Par ailleurs, à la même date, la France connaissait un taux de densité carcérale de 120 pour 100 places , supérieur en revanche au taux moyen de densité carcérale à l'échelle européenne de l'ordre de 106 pour 100 places .

En l'absence de données plus récentes sur le taux moyen de densité carcérale en Europe, il n'est pas possible de savoir si la baisse de ce taux en France lui permet un rapprochement de la moyenne européenne.

Cependant, le phénomène de surpopulation affecte encore beaucoup de maisons d'arrêt avec un taux d'occupation souvent supérieur à 130 % 18 ( * ) .

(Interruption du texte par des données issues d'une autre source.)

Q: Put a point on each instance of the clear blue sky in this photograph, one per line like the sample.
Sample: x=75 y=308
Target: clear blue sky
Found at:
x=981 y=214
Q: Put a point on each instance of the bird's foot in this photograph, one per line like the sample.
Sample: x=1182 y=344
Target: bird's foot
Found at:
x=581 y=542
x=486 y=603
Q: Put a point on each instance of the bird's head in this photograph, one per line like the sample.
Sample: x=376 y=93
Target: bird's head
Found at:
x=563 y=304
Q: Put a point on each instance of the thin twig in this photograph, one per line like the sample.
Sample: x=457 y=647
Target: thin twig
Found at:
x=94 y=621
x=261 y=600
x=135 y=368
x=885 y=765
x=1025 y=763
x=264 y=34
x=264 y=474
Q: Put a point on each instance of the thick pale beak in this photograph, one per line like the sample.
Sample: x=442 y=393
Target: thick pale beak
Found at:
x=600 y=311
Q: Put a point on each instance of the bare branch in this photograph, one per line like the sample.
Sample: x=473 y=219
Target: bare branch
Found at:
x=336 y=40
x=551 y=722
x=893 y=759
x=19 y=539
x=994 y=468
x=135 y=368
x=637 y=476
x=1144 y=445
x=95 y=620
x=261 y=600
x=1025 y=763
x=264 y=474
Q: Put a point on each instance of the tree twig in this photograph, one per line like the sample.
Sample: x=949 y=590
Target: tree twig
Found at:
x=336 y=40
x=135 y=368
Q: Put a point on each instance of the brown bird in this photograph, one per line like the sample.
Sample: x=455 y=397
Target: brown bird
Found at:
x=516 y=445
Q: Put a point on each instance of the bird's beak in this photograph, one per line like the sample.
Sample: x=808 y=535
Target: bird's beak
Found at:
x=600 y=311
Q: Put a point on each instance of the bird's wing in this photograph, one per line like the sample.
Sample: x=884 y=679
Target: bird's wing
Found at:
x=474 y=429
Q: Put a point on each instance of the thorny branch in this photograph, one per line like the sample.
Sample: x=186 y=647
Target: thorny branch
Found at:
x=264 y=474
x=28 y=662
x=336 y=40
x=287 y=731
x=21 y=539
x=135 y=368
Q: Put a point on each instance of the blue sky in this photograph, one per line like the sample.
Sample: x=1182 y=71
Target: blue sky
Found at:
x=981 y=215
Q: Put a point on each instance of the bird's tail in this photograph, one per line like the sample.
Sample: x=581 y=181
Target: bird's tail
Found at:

En outre, la capacité opérationnelle correspond au nombre de places d'un établissement et n'équivaut pas au nombre de cellules (par exemple une cellule dont la surface est comprise entre 11 m 2 et 14 m 2 compte pour deux places). Elle sous estime par conséquent le phénomène de densité carcérale.

La surpopulation, il convient de le rappeler de nouveau, constitue le principal facteur de dégradation des conditions de détention. Elle limite considérablement les activités proposées aux détenus et la faculté, en particulier, d'occuper un emploi.

Elle est facteur des violences qui sévissent trop souvent dans le milieu carcéral.

Elle pèse aussi sur les conditions de travail des personnels de l'administration pénitentiaire dont les effectifs ne s'ajustent pas à l'évolution du nombre de personnes écrouées sur la base d'un ratio prédéterminé.


* 14 5.104 condamnés placés sous surveillance électronique (contre 3.984 -+ 28 %) et 679 condamnés en placement à l'extérieur (contre 542 en 2009 -+ 28 %).

* 15 Au sein de cette dernière catégorie, la composition est la suivante : de 5 ans à moins de 10 ans : 2,7 % ; de 10 ans à moins de 20 ans : 71,1 % ; de 20 ans à moins de 30 ans : 19,9 % ; perpétuité : 6,3 %.

* 16 Voir annexe 2.

* 17 95,4 si on exclut les personnes condamnées sous écrou mais non détenues en raison d'un aménagement de peine.

* 18 Centres de détention et maisons centrales bénéficient en pratique d'un numerus clausus justifié par le fait qu'il ne serait pas admissible de maintenir des détenus pour de longues durées dans des conditions de surpopulation et de promiscuité.